Emanuel Nobel - Businessman

Businessman

After his father's death, in 1888, Emanuel Nobel took over the running of the Nobel family's oil business, Branobel, an oil empire that was based in Baku and was the largest oil company in Europe, of which he and his brothers and sisters were by far the main shareholders, followed by his uncles Alfred and Robert. Carl Nobel, Emanuel's brother, was put in charge of the Machine-Building Factory Ludvig Nobel.

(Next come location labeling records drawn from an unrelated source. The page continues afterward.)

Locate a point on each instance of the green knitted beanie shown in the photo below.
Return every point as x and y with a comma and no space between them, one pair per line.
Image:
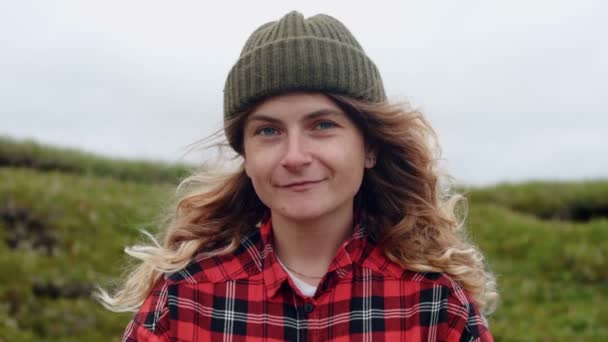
314,54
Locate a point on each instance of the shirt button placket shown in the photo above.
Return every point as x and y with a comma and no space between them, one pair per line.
308,307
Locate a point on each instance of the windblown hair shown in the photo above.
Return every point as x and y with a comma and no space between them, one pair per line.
417,220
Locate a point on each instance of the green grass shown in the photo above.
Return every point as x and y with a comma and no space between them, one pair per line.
552,274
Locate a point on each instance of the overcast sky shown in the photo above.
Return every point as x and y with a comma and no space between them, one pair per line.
516,90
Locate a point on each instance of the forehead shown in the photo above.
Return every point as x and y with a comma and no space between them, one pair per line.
294,106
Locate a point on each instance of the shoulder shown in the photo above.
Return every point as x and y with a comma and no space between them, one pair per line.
435,298
213,267
450,306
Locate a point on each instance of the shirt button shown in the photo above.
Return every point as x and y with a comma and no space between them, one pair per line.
308,307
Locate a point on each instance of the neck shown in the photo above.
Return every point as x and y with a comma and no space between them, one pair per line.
308,247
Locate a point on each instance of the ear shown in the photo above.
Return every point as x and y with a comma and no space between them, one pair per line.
370,158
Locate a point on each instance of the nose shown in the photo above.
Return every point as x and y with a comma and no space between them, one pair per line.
296,155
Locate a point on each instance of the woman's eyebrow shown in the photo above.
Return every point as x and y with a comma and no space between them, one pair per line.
310,116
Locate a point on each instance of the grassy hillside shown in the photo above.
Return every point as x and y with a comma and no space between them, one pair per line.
65,217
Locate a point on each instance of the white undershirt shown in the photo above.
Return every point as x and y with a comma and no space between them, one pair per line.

Emanuel Nobel was a very forward-looking businessman, just like his father, who had instigated the construction of Russia's first pipeline and the world's first oil tanker in 1878, as well as the world's first railway tank cars in 1883. On 16 February 1898 Emanuel signed a licence agreement in Berlin with Rudolf Diesel, after having heard Diesel describing his new engine in a public lecture. The agreement allowed Nobel to build the world's first diesel engine plant in St Petersburg, and the engines were used to propel Branobel's fleet of oil tankers. Emanuel led Baku to a dominating role in the global oil industry and Branobel activities soon developed throughout the Caspian Sea, operating also in Grozny and Dosser.

In 1888, Emanuel was host to Tsar Alexander III and Maria Feodorovna (Dagmar of Denmark) in Baku and was then personally requested by the Tsar to accept Russian citizenship, which he graciously accepted. From 1891 until 1918, His Excellency Emanuel Nobel was also on the board of the Russian State Bank's Discount Committee.

He was in charge of the company until he was forced to flee Russia in the Summer of 1918.